A good number of candidates were able to find the integral in part (a) although the vast majority did not consider separately the integral when k = 1. Many candidates did not explicitly set a limit for the integral to let this limit go to infinity in the anti – derivative and it seemed that some candidates were “substituting for infinity”. This did not always prevent candidates finding a correct final answer but the lack of good technique is a concern. In part (b) many candidates seemed to have some knowledge of the relevant test for convergence but this test was not always rigorously applied. In showing that the series was not absolutely convergent candidates were often not clear in showing that the function being tested had to meet a number of criteria and in so doing lost marks.
Question
Consider the infinite series \(S = \sum\limits_{n = 0}^\infty {{u_n}} \) where \({u_n} = \int_{nx}^{(n + 1)\pi } {\frac{{\sin t}}{t}{\text{d}}t} \).

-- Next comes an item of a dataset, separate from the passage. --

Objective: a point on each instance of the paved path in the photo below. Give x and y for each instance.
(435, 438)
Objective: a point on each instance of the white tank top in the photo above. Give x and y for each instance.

Explain why the series is alternating.
(i) Use the substitution \(T = t – \pi \) in the expression for \({u_{n + 1}}\) to show that \(\left| {{u_{n + 1}}} \right| < \left| {{u_n}} \right|\).
(ii) Show that the series is convergent.
Show that \(S < 1.65\).
▶️Answer/Explanation
Markscheme
as \(t\) moves through the intervals \([0,{\text{ }}\pi ],{\text{ }}[\pi ,{\text{ }}2\pi ],{\text{ }}[2\pi ,{\text{ }}3\pi ],{\text{ }}[3\pi ,{\text{ }}4\pi ]\), etc, the sign of \(\sin t\), (and therefore the sign of the integral) alternates \( + ,{\text{ }} – ,{\text{ }} + ,{\text{ }} – \), etc, so that the series is alternating R1
Note: Award R1 only if it includes a clear reason that justifies that the sign of the integrand alternates between − and + and this pattern is valid for all the terms.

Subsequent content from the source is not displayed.